# Missing Hiker



## Mike P. (Aug 22, 2008)

Copied from NH Fish & Game Site:

Search Underway for Missing Vermont Hiker in Zealand Falls Area of N.H.  

CONCORD, N.H. -- A search is underway for hiker Robert Hughes, age 59, of Williamsville, Vermont, who is missing on the Zealand Falls Trail in the Pemigewasset Wilderness area of the White Mountain National Forest in New Hampshire.  

The New Hampshire Fish and Game Department is coordinating the search effort. The search is focused on the Zealand Falls Trail, because Hughes was last seen being dropped off at the trailhead by the Appalachian Mountain Club (AMC) shuttle at 12:30 p.m. on Tuesday, August 19, 2008.  

The search for Hughes began on Tuesday afternoon, when concerned family members reported him missing to authorities.  Hughes' family described him as being in a despondent state of mind. His vehicle was found parked at the AMC Highland House in Crawford Notch, N.H., and it was reported that he had attempted to make lodging reservations for Tuesday night at AMC's Zealand Falls Hut, though the cell phone transaction was not completed. 
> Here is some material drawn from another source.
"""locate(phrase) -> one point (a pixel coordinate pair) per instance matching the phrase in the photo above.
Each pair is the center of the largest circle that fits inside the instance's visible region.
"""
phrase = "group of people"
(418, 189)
N.H. Fish and Game Conservation Officers are being assisted in the search by New Hampshire State Police detectives and helicopter, U.S. Forest Service personnel, Appalachian Mountain Club staff, Upper Valley Wilderness Search and Rescue team members, Pemigewasset Valley Search and Rescue personnel and New England K-9 Search and Rescue teams.  

If anyone has seen Robert Hughes or has any additional information, please call New Hampshire Fish and Game Department at (603) 271-3127.

No further information is available at this time.
----------------
For safe hiking information and tips, visit www.hikeSafe.com.


----------



## GrilledSteezeSandwich (Aug 23, 2008)

++++++++vibes+++++++++


----------



## Johnskiismore (Aug 24, 2008)

Any new information on this hiker?  Haven't heard/found anything


----------



## MichaelJ (Aug 25, 2008)

I'm subscribed to the NH F&G email list (anyone can be) and I haven't received anything one way or another yet.


----------



## billski (Aug 26, 2008)

According to a Sunday article in the Union Leader, the search was terminated.
also AP/BFP

NHFG declares it's now a "passive " search.


----------



## Paul (Aug 26, 2008)

I saw the "Missing" poster for him at the Crawford Connector Trailhead this morning. Always hate seeing something like that. I know its been a week, but I really hope for the best.


----------